Many plans toss in 100 mutual funds and then say, “Here you go, pick some!” But it doesn’t have to be difficult, especially for young people with a very long investment horizon.

In general, having a broad exposure to the stock market will be best for young investors. Index funds offer low-cost diversification in a simple, effective package.

“The most important thing to take into account is a core investment. Some people are paralyzed with all the choices. It does more harm than good. So you should look at a core fund along the lines of a Vanguard 500 index fund or even a target-date retirement fund,” says Vincent Barbera, a Certified Financial Planner with TGS Financial Advisors in Radnor, Pa.
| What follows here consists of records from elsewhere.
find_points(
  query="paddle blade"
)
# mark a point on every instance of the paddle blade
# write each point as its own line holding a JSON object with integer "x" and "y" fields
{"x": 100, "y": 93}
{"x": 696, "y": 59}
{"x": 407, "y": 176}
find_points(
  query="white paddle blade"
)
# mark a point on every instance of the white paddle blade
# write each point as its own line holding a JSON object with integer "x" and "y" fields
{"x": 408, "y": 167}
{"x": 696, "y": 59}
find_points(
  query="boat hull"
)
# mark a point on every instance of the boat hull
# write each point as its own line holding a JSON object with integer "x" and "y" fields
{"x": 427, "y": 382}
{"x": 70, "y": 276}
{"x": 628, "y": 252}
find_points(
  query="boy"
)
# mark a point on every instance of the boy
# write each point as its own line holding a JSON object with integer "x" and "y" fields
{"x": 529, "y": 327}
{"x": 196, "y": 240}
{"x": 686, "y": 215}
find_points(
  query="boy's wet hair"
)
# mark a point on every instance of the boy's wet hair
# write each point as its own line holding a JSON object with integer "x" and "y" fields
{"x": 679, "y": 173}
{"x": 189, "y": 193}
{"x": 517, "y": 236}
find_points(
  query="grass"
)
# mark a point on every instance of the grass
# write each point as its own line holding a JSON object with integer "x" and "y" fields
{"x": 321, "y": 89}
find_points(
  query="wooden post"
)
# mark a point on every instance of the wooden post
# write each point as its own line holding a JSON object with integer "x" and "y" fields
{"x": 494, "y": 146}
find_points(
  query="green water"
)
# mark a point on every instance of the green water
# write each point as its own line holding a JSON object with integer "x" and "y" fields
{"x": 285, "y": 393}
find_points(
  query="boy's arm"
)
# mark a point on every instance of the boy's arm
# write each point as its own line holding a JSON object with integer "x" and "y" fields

Frank Boucher, a financial planner in Reston, Va., also recommends that the majority of a young investor’s money go into a large-cap mutual fund.

“Most plans have an S&P 500 index fund or something along those lines and that is where the bulk of your money should go,” he says. “You can complement that by investing the rest into a small-cap, or small company option, if you have one, and an international fund option if you have those.”

If you don’t know the difference between a small-cap, a mid-cap and a bottle cap, a target-date retirement fund is an easy option. Basically these all-in-one mutual funds offer appropriate diversification for your age and change over time to more conservative investments as you approach retirement.

Though in general you do pay more for the convenience, these funds might be a good option for some.

“If you are confused and don’t know where to start, don’t let that be a roadblock. The fund company will make sure that you are diversified,” says Marguerita Cheng, a Certified Financial Planner with Ameriprise Financial.

Bankrate’s story on “Building a portfolio” provides more information about how to allocate your assets.

Beyond this life

If you don’t choose a target-date retirement fund, you’ll have to occasionally rebalance your portfolio. But aside from that, 401(k)s pretty much take care of themselves, save for one thing: designated beneficiaries.

Always make sure your beneficiary information is up to date. Though it seems like a hassle and a formality, in case something unforeseen does happen to you down the road, you probably won’t want your 401(k) going to parents who may have predeceased you or, worse, an ex-spouse.

Further, don’t believe that having a will solves the issue. Beneficiary designations best wills in legal showdowns as surely as rock beats scissors.

“Think about it carefully,” says Vincent Barbera, a financial planner with TGS Financial Advisors in Radnor, Pa. “It’s one of those little things you don’t consider, but you should.”

Besides that, just leave it alone. When it comes to making withdrawals, 401(k)s are effectively off-limits.

“A lot of individuals don’t understand the gravitas of 401(k) plans, and that it is something you should never ever consider dipping into except possibly — maybe — for a first-time home purchase,” says Barbera.

If you change jobs, either leave the account with the company or roll it over into an IRA.

“It’s easier to tap into an IRA than a 401(k) because it’s a little more flexible as to what you can use the money for. But, if you’re tapping into either, it’s basically 40 percent off the top, with taxes and penalties. If you take out $1,000 it will cost you $400 right there,” Barbera says.